The European Accessibility Act has been in force since June 2025, and most teams reach for an overlay widget that promises a green badge overnight. Conformly takes the opposite stance. It runs deterministic, LLM-free scans mapped to EN 301 549 and WCAG, opens validated fixes as real pull requests, routes anything ambiguous to human review, and writes every step to a hash-chained, tamper-evident audit trail. The output isn't a badge — it's dated evidence you can hand to a regulator, a customer, or a court. This is the design story of making honest status the product.

EN 301 549 conformance summary

EN 301 549 v3.2.1 · Generated 9 Jun 2026
38 criteria — no automated issues 6 — routed to human review 12 — not applicable

Each line is a status with a date and a reason — remediated, no automated issues, or human review. Nowhere does it say “compliant.” That word is a legal conclusion the tool refuses to make on a customer's behalf.

Non-text content 1.1.1 · remediated
Contrast (Minimum) 1.4.3 · remediated
Keyboard 2.1.1 · no issues
Focus Order 2.4.3 · human review
Labels or Instructions 3.3.2 · remediated

The conformance summary — a redesigned interpretation of Conformly's reporting surface, built in the portfolio design language. Statuses and dates, never a verdict.

01 — The problem

A deadline, a panic, and an industry of green badges

The European Accessibility Act came into force in June 2025. For a large class of digital products sold into the EU, EN 301 549 — which leans on WCAG 2.1 AA — stopped being a nice-to-have and became a legal obligation with real exposure.

The market's instinct was to buy the fastest-looking fix: an accessibility overlay — a script you paste in that promises instant compliance and a badge in the corner. The problem is that overlays don't repair the underlying experience; they layer a second, often-broken interface on top of a broken one, and a growing body of litigation has targeted sites that used them. Worse, a badge is a claim with nothing behind it. When a regulator or a blind user asks “prove it,” there's no evidence — just marketing. The real design problem isn't generating confidence. It's earning it, and being able to show your work.

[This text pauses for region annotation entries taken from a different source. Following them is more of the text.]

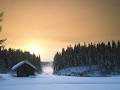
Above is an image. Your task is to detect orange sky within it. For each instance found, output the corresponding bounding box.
[0,0,120,61]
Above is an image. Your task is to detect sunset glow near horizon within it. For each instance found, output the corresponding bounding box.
[0,0,120,61]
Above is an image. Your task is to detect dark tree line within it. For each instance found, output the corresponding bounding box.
[0,48,41,73]
[53,41,120,74]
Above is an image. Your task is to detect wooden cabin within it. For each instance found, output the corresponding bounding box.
[12,61,37,77]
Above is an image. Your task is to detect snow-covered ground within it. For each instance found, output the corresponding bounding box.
[55,65,103,77]
[0,74,120,90]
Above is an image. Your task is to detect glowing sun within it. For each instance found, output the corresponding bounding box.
[25,43,42,55]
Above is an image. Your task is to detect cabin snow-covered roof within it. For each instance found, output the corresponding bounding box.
[12,61,37,70]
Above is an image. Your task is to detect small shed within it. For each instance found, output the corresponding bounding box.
[12,61,37,77]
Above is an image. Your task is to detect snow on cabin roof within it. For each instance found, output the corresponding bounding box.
[12,61,37,70]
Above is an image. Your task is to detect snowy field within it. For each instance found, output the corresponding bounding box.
[0,75,120,90]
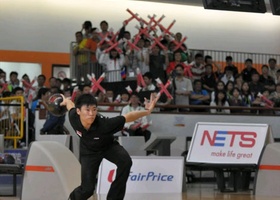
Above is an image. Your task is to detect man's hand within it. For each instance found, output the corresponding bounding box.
[144,93,159,113]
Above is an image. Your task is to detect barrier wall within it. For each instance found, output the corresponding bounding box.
[35,111,280,156]
[21,141,81,200]
[255,143,280,197]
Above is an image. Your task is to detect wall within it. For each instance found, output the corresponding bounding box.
[0,0,280,54]
[0,0,280,77]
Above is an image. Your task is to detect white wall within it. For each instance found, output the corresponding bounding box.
[0,0,280,54]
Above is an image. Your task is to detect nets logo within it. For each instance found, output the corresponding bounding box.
[200,130,257,148]
[107,169,174,183]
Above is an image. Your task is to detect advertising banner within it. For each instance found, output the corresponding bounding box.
[96,156,184,194]
[187,122,272,164]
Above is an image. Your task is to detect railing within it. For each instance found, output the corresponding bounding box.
[98,103,280,116]
[190,49,280,72]
[70,42,103,84]
[0,97,24,148]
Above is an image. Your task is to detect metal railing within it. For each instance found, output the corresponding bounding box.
[70,42,103,85]
[190,49,280,72]
[0,97,24,148]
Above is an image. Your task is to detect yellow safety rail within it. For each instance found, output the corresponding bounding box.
[0,96,25,148]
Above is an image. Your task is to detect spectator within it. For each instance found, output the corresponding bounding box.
[40,87,65,135]
[204,55,221,77]
[148,45,169,83]
[134,38,150,74]
[35,74,46,96]
[260,65,275,92]
[210,90,230,114]
[221,67,234,85]
[234,74,244,90]
[211,81,226,101]
[73,31,89,85]
[31,88,50,114]
[249,72,264,96]
[252,89,274,115]
[81,21,92,39]
[22,74,36,105]
[166,51,192,78]
[62,78,72,91]
[201,64,217,94]
[190,80,210,112]
[225,81,234,99]
[142,72,156,91]
[85,28,99,63]
[268,58,279,84]
[269,83,280,115]
[121,93,151,142]
[0,69,7,83]
[276,69,280,84]
[224,56,238,77]
[99,49,125,82]
[174,64,193,111]
[190,53,205,80]
[55,78,62,89]
[49,76,57,88]
[8,71,19,91]
[241,81,254,109]
[99,20,110,39]
[241,58,257,83]
[228,87,244,114]
[9,87,35,147]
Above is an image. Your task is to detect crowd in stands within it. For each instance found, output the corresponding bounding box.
[73,21,280,114]
[0,21,280,147]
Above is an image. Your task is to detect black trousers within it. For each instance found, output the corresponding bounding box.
[70,141,132,200]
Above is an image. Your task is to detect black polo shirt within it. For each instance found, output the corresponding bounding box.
[69,108,125,155]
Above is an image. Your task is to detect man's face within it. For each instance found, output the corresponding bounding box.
[143,76,152,85]
[130,95,139,105]
[245,61,252,68]
[83,86,91,94]
[100,23,108,31]
[15,90,23,97]
[76,33,83,43]
[76,105,97,124]
[195,57,203,65]
[37,76,45,86]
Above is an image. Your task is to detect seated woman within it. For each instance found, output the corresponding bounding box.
[210,90,230,114]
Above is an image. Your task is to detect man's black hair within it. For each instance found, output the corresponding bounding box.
[245,58,253,63]
[194,53,203,59]
[10,71,18,77]
[12,87,24,94]
[38,74,46,80]
[100,20,108,26]
[84,21,92,30]
[268,58,277,63]
[204,55,212,62]
[35,88,50,100]
[75,94,97,109]
[226,56,232,61]
[143,72,154,79]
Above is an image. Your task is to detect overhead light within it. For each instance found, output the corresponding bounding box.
[202,0,266,13]
[270,0,280,15]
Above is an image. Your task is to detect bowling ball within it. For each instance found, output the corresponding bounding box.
[0,154,5,164]
[47,93,67,117]
[4,154,15,164]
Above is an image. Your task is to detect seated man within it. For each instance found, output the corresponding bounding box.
[190,80,210,112]
[121,93,151,142]
[40,87,66,135]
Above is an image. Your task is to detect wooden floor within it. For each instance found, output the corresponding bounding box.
[0,183,280,200]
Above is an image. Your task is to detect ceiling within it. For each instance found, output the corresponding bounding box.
[135,0,271,12]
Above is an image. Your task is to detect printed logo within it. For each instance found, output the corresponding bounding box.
[200,130,257,148]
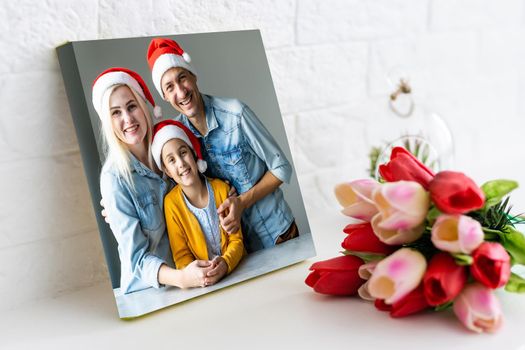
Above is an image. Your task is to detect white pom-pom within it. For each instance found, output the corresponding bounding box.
[182,52,191,63]
[153,106,162,119]
[197,159,208,173]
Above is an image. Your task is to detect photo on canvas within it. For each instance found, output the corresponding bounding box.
[57,30,315,318]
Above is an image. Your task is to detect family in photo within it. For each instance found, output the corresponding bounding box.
[92,38,299,293]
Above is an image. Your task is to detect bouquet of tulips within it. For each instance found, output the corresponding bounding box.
[305,147,525,332]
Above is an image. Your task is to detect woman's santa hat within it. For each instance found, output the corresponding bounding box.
[151,119,208,173]
[146,38,197,97]
[92,67,161,118]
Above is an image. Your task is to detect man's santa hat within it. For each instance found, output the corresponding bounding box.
[146,38,197,97]
[151,119,208,173]
[92,67,161,118]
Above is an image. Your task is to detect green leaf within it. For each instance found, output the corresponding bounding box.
[481,180,518,208]
[505,273,525,293]
[451,254,474,266]
[342,250,385,263]
[500,225,525,265]
[434,301,454,311]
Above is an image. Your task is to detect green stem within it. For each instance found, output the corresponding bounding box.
[481,227,501,236]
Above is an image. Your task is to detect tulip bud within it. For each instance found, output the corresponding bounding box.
[341,222,396,255]
[431,214,484,254]
[429,171,485,214]
[371,181,429,245]
[423,252,468,306]
[357,260,379,301]
[368,248,427,304]
[304,255,365,295]
[379,147,434,189]
[390,285,429,317]
[454,283,503,333]
[470,242,510,289]
[335,179,379,221]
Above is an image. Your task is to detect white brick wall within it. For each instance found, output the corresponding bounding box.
[0,0,525,310]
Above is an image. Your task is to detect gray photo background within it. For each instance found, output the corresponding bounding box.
[68,30,310,288]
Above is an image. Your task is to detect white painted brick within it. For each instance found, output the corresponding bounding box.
[0,231,110,310]
[0,0,98,73]
[0,71,78,161]
[429,0,523,30]
[268,43,367,113]
[0,154,96,248]
[369,32,487,95]
[297,0,428,44]
[296,108,367,173]
[100,0,295,48]
[283,114,297,156]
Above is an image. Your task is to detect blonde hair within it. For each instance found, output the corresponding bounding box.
[100,84,153,190]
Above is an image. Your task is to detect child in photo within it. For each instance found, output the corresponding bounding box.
[151,120,244,285]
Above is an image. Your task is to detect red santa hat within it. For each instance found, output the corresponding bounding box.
[146,38,197,97]
[151,119,208,173]
[92,67,161,118]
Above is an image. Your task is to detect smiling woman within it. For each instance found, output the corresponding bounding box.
[58,30,315,318]
[93,68,213,293]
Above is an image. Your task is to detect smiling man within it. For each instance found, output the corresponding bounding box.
[147,38,298,252]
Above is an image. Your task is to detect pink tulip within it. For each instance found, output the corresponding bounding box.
[335,179,379,221]
[454,283,503,333]
[432,214,484,254]
[357,260,379,301]
[371,181,429,245]
[368,248,427,304]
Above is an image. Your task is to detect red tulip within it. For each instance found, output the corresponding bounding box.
[379,147,434,189]
[390,284,429,317]
[374,299,392,312]
[470,242,510,289]
[423,252,468,306]
[429,171,485,214]
[341,222,396,255]
[374,284,429,317]
[304,255,365,295]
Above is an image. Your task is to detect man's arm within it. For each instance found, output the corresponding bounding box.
[218,102,292,233]
[217,170,283,234]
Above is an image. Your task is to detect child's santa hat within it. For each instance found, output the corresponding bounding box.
[146,38,197,97]
[92,67,161,118]
[151,120,208,173]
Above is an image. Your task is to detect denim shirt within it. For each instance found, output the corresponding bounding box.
[100,154,175,293]
[180,94,294,252]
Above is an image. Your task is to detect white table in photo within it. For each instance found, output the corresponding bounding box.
[0,211,525,350]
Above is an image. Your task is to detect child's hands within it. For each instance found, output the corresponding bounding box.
[204,256,228,286]
[182,260,214,288]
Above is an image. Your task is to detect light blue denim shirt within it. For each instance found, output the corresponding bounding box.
[100,154,175,293]
[180,94,294,252]
[182,179,222,260]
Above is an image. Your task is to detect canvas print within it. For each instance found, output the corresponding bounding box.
[57,30,315,318]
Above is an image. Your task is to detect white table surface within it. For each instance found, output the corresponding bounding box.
[4,212,525,350]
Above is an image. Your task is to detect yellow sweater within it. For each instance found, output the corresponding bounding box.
[164,179,244,273]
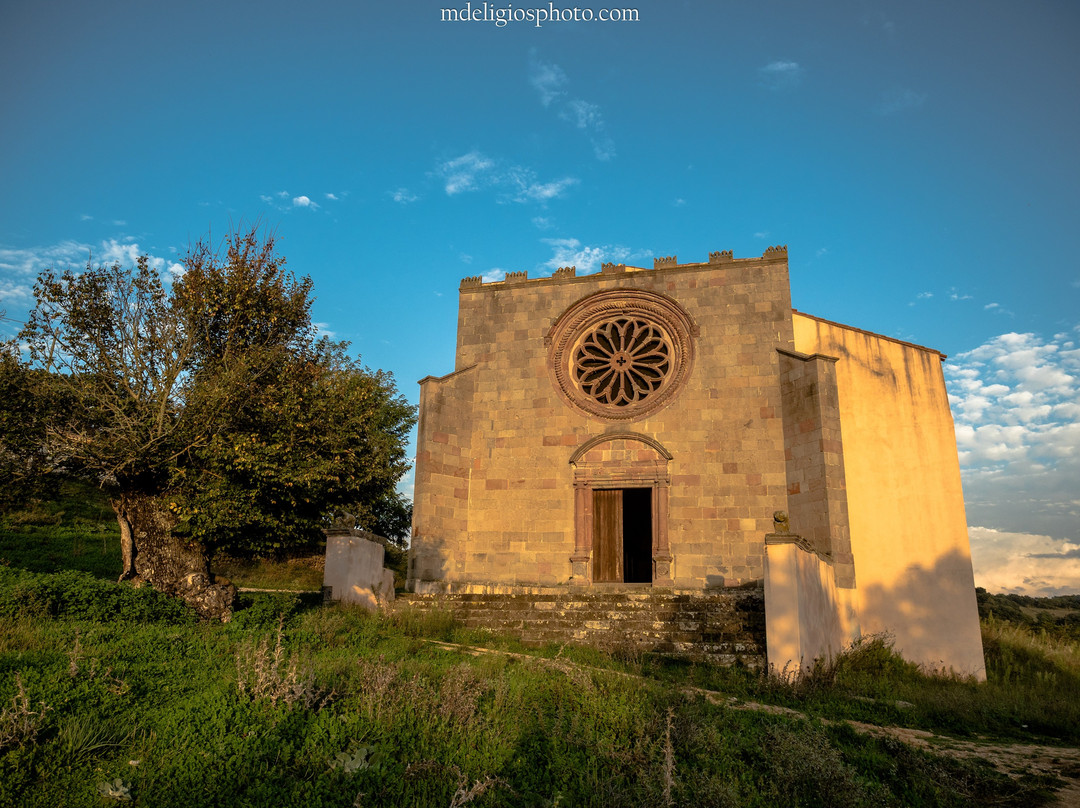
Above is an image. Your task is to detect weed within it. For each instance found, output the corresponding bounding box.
[450,775,507,808]
[765,725,866,808]
[0,673,49,751]
[664,708,675,806]
[237,616,334,708]
[56,715,136,765]
[438,663,487,726]
[97,777,132,803]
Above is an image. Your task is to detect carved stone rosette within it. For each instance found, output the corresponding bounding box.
[549,289,697,421]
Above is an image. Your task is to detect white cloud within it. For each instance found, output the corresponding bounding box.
[435,151,579,204]
[0,239,184,333]
[558,98,604,129]
[529,54,566,107]
[757,60,805,90]
[437,151,495,197]
[390,188,420,205]
[945,329,1080,536]
[968,527,1080,597]
[529,52,616,161]
[874,87,927,116]
[542,239,633,275]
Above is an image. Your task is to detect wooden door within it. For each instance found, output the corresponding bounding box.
[593,488,622,583]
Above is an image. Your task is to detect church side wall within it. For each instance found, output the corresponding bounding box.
[793,312,985,677]
[408,368,475,589]
[780,351,855,589]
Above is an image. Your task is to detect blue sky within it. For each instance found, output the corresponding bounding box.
[0,0,1080,593]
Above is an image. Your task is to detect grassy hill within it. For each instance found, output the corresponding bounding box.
[0,488,1080,808]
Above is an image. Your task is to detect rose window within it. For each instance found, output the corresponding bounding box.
[545,289,697,421]
[572,318,672,407]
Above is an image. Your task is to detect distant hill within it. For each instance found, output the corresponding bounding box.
[975,587,1080,638]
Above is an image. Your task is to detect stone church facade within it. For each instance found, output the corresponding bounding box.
[408,247,983,676]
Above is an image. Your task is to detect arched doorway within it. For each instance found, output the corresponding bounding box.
[570,432,672,585]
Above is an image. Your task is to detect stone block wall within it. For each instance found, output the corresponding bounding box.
[411,250,794,589]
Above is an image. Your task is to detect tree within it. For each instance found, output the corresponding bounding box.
[0,342,71,508]
[21,228,416,619]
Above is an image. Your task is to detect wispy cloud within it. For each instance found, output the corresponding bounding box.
[529,51,616,161]
[968,527,1080,597]
[390,188,420,205]
[259,191,321,213]
[529,54,566,107]
[0,239,184,333]
[983,302,1015,317]
[874,87,927,116]
[435,150,579,204]
[945,328,1080,540]
[541,239,640,274]
[757,60,806,91]
[436,151,495,197]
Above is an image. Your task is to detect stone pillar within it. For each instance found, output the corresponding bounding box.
[570,480,593,587]
[652,480,673,587]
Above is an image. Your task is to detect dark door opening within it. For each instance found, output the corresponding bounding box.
[593,488,652,583]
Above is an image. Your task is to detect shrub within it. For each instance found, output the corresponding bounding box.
[0,567,195,624]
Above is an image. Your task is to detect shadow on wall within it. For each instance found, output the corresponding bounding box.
[859,551,986,681]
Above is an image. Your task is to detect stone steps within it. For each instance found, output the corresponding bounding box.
[396,590,766,668]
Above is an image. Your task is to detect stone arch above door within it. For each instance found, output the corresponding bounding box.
[570,432,673,585]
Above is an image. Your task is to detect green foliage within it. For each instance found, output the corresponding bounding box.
[12,228,415,583]
[0,601,1067,808]
[975,587,1080,641]
[0,481,120,580]
[0,567,194,624]
[0,342,72,511]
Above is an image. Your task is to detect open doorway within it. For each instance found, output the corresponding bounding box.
[593,488,652,583]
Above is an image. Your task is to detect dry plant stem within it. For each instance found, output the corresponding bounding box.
[237,615,334,709]
[664,708,675,806]
[0,673,49,750]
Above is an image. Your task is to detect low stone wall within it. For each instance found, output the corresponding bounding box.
[396,587,766,668]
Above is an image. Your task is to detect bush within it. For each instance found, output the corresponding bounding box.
[0,568,195,625]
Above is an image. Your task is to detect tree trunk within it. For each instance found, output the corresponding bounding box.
[112,494,237,622]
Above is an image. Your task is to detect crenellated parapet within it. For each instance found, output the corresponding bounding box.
[461,244,787,292]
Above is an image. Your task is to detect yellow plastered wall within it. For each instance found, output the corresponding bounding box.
[793,312,985,678]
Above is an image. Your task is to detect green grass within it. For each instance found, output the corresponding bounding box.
[0,587,1062,807]
[0,483,120,580]
[0,494,1080,808]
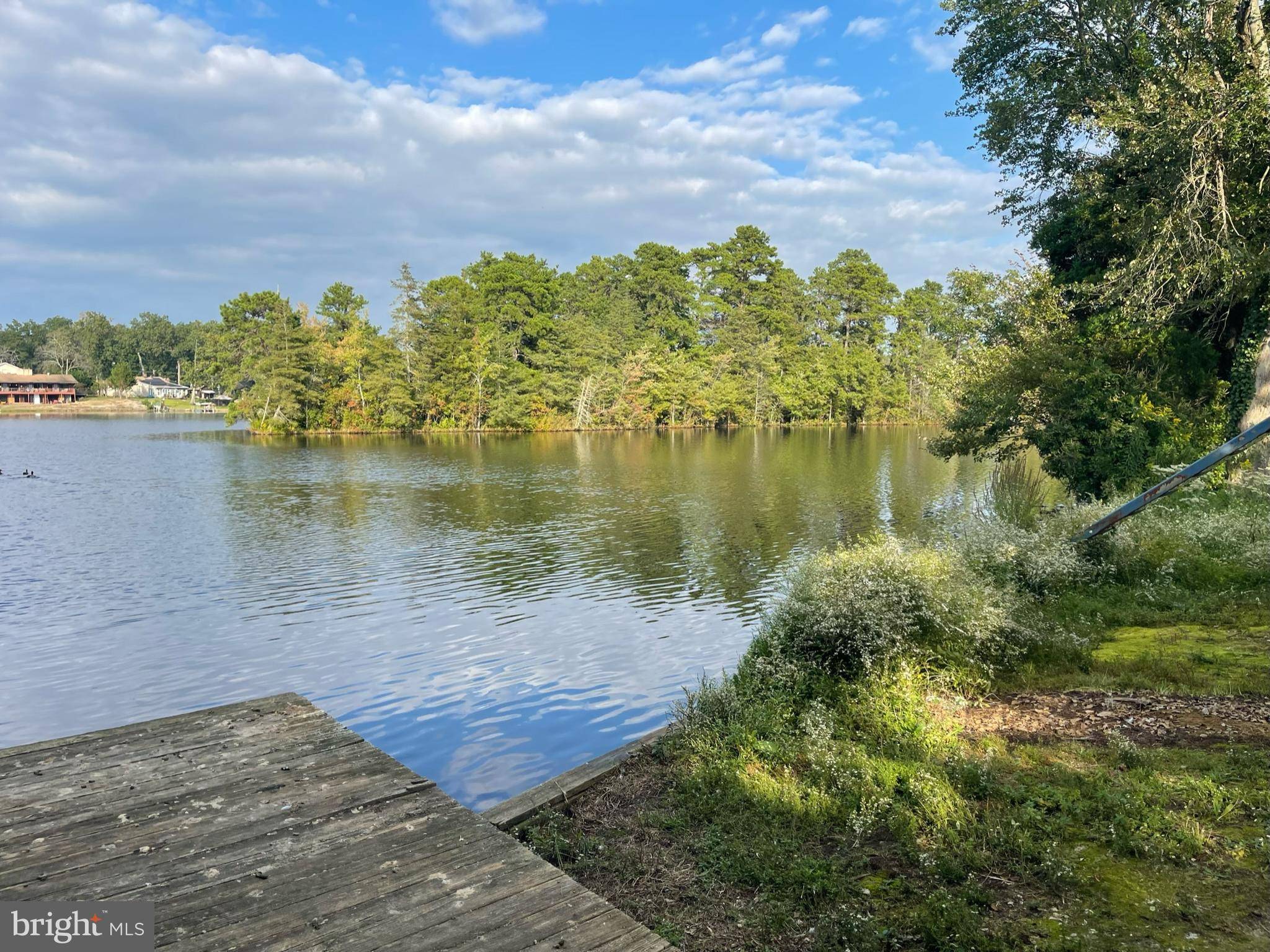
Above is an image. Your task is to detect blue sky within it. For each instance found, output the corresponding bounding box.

Grounded in the regulation

EN 301 549 is the European harmonised standard for ICT accessibility; for web content it adopts WCAG 2.1 Level AA as its core. Conformly is built and positioned explicitly against the overlay model — its public stance is that overlays are not remediation, and that honest, evidenced status beats a synthetic badge.

02 — The thesis

Honest status is the product

Conformly's founding principle is a refusal: it will never tell you you're compliant. Compliance is a legal verdict about your whole product and your whole obligation — something no scanner can responsibly assert. What a tool can do is report the conformance of the criteria it can actually detect, attach a date and a reason to each one, and keep the receipts. Designing for that honesty — instead of around it — is the entire job.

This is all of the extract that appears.